Living with untreated ptsd and what it feels like

What stood out to me was how often people don’t really understand what living with untreated PTSD is like. It’s not just about experiencing flashbacks or nightmares. For me, it’s like carrying this invisible weight that I can’t quite shake off. Some days, it feels heavier than others, and on those days, even simple tasks can feel insurmountable.

I remember a time when I thought I could handle everything on my own. You know, brushing off my feelings and telling myself to just “tough it out.” But that just led to a cycle of avoidance. I’d try to push through, but then, suddenly, I’d find myself in a crowded place and feel completely overwhelmed. It’s like my mind takes me back to moments I’d rather forget, and everything else fades away.

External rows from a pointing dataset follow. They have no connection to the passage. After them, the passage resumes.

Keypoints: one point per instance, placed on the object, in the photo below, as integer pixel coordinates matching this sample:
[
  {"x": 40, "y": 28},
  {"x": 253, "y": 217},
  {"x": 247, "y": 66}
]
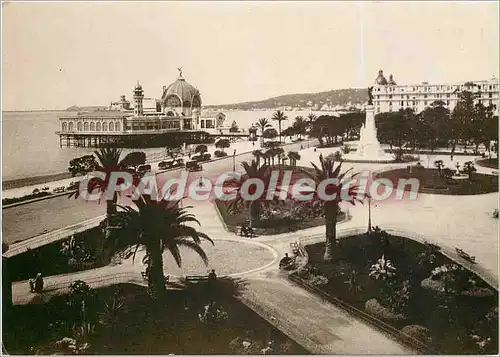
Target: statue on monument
[{"x": 370, "y": 96}]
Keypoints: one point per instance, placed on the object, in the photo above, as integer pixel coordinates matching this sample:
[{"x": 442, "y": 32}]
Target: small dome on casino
[{"x": 181, "y": 94}]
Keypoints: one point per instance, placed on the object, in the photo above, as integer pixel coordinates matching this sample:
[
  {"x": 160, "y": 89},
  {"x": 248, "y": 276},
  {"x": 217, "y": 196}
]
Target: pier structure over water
[{"x": 175, "y": 117}]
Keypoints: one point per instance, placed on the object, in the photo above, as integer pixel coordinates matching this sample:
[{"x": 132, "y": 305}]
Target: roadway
[{"x": 26, "y": 221}]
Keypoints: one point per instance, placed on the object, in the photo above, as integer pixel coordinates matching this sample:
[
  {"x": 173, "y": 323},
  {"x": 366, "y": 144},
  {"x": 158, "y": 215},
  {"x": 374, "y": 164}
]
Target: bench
[
  {"x": 197, "y": 278},
  {"x": 465, "y": 256},
  {"x": 297, "y": 248}
]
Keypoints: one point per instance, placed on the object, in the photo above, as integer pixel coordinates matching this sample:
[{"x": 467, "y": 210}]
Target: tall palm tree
[
  {"x": 252, "y": 171},
  {"x": 331, "y": 208},
  {"x": 294, "y": 156},
  {"x": 279, "y": 116},
  {"x": 262, "y": 124},
  {"x": 311, "y": 118},
  {"x": 158, "y": 226}
]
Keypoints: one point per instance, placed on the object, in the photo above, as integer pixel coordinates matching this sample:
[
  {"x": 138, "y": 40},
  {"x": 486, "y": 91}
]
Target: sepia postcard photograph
[{"x": 250, "y": 177}]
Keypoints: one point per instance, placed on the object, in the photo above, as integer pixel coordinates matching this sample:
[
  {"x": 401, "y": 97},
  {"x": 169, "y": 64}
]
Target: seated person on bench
[{"x": 285, "y": 261}]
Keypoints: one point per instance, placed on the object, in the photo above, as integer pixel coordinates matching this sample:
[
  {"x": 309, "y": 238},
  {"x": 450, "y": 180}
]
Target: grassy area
[
  {"x": 490, "y": 163},
  {"x": 432, "y": 182},
  {"x": 142, "y": 326},
  {"x": 450, "y": 318}
]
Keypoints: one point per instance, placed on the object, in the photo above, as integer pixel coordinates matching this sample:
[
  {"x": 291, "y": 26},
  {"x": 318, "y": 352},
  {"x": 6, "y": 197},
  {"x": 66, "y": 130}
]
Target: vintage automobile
[{"x": 193, "y": 166}]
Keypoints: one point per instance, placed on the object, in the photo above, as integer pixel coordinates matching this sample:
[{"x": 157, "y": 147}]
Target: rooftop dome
[
  {"x": 181, "y": 93},
  {"x": 381, "y": 79}
]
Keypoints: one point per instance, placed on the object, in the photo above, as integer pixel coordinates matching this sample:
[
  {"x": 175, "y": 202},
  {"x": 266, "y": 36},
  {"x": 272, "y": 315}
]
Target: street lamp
[{"x": 234, "y": 160}]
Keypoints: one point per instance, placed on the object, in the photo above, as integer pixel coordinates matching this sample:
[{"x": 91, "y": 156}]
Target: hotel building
[
  {"x": 389, "y": 96},
  {"x": 146, "y": 121}
]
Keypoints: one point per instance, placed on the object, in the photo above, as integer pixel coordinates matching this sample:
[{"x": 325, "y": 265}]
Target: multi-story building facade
[{"x": 389, "y": 96}]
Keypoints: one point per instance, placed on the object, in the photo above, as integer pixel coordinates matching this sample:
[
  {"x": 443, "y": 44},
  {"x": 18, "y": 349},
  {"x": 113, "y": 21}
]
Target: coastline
[{"x": 36, "y": 180}]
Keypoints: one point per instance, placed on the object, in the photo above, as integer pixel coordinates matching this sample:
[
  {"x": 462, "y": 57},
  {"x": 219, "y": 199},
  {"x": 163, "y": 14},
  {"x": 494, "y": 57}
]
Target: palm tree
[
  {"x": 279, "y": 116},
  {"x": 331, "y": 208},
  {"x": 158, "y": 226},
  {"x": 262, "y": 124},
  {"x": 108, "y": 162},
  {"x": 311, "y": 118},
  {"x": 252, "y": 171},
  {"x": 258, "y": 154}
]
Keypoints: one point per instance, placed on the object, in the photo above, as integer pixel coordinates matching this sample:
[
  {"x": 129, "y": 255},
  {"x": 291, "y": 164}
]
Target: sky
[{"x": 60, "y": 54}]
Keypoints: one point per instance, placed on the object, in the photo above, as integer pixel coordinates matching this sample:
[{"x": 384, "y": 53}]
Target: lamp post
[{"x": 369, "y": 214}]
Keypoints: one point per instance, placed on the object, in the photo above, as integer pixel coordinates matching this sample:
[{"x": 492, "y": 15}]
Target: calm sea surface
[{"x": 31, "y": 147}]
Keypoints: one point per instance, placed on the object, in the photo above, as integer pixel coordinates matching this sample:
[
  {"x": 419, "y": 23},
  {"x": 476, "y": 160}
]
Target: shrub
[
  {"x": 418, "y": 332},
  {"x": 374, "y": 308}
]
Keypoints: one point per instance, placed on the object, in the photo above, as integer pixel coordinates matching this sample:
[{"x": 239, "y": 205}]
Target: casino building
[
  {"x": 176, "y": 115},
  {"x": 389, "y": 96}
]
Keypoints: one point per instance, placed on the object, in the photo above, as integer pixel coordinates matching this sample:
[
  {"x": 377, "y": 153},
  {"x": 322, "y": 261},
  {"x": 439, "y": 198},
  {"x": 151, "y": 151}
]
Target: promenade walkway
[{"x": 449, "y": 221}]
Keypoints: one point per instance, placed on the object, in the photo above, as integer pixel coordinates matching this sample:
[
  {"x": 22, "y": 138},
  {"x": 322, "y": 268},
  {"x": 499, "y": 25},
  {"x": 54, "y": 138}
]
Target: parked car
[
  {"x": 143, "y": 168},
  {"x": 165, "y": 165},
  {"x": 193, "y": 166}
]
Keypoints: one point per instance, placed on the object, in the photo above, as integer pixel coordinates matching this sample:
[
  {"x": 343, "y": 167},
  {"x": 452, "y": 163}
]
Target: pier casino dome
[{"x": 181, "y": 98}]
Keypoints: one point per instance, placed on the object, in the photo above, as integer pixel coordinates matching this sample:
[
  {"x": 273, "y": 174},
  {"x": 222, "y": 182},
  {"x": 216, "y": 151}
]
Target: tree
[
  {"x": 201, "y": 149},
  {"x": 251, "y": 172},
  {"x": 134, "y": 159},
  {"x": 270, "y": 133},
  {"x": 263, "y": 124},
  {"x": 158, "y": 226},
  {"x": 279, "y": 116},
  {"x": 439, "y": 165},
  {"x": 82, "y": 165},
  {"x": 294, "y": 156},
  {"x": 299, "y": 126},
  {"x": 108, "y": 161},
  {"x": 469, "y": 169},
  {"x": 331, "y": 207},
  {"x": 311, "y": 118},
  {"x": 222, "y": 144},
  {"x": 257, "y": 154}
]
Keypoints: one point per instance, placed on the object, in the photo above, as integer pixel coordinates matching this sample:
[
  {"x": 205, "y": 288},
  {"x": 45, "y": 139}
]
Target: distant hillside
[
  {"x": 75, "y": 108},
  {"x": 338, "y": 97}
]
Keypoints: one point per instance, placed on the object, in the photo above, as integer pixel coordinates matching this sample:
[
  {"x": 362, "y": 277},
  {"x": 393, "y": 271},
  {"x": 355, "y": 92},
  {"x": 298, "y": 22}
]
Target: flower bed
[
  {"x": 124, "y": 320},
  {"x": 413, "y": 288}
]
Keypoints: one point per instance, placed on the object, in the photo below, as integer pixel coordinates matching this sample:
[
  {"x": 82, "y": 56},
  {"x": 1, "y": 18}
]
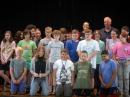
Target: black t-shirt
[{"x": 40, "y": 66}]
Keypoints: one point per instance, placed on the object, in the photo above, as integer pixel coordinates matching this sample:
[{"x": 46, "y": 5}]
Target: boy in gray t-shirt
[{"x": 18, "y": 69}]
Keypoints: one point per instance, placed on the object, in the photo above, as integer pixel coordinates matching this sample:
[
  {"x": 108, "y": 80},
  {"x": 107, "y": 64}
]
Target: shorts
[
  {"x": 5, "y": 66},
  {"x": 83, "y": 92}
]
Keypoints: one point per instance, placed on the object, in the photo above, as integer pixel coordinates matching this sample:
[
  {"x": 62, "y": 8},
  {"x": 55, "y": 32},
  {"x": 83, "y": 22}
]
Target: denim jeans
[
  {"x": 36, "y": 82},
  {"x": 20, "y": 88},
  {"x": 123, "y": 76}
]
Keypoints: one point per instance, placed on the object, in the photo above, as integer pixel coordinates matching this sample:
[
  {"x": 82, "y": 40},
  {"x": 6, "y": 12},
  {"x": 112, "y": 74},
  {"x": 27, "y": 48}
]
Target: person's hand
[
  {"x": 18, "y": 81},
  {"x": 54, "y": 83},
  {"x": 14, "y": 81},
  {"x": 36, "y": 75}
]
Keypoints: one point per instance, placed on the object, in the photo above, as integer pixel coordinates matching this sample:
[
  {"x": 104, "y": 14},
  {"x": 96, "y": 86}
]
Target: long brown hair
[
  {"x": 11, "y": 38},
  {"x": 37, "y": 52}
]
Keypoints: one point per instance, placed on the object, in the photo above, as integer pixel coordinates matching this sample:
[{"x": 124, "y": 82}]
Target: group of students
[{"x": 84, "y": 64}]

I’ve found that my relationships have taken a hit too. It’s hard to explain to friends why I sometimes pull back or seem distant. I often worry about burdening them with my struggles, so I keep a lot bottled up. It’s this strange balance of wanting support but not knowing how to ask for it. Have any of you felt that way?

There are days when I just want to break free from the chains of the past. I’ve started to realize that avoiding the things that trigger me doesn’t really help in the long run. It’s exhausting to navigate life like this, constantly on guard and feeling like I need to protect myself from… well, everything. It’s a lonely road, but I’ve been trying to take small steps towards addressing it.

What’s interesting is that I’ve started paying attention to my reactions more. I might feel a sudden surge of anger or sadness over something that seems small, and I’ve learned that those feelings often trace back to deeper issues. It’s like peeling back layers of an onion—I can’t tackle everything at once, but recognizing those emotions has been a start.

If anyone is going through something similar, I’d love to hear your thoughts. How do you cope with it all? What small changes have you made that felt significant? Sometimes just sharing can really lighten the load a bit, don’t you think?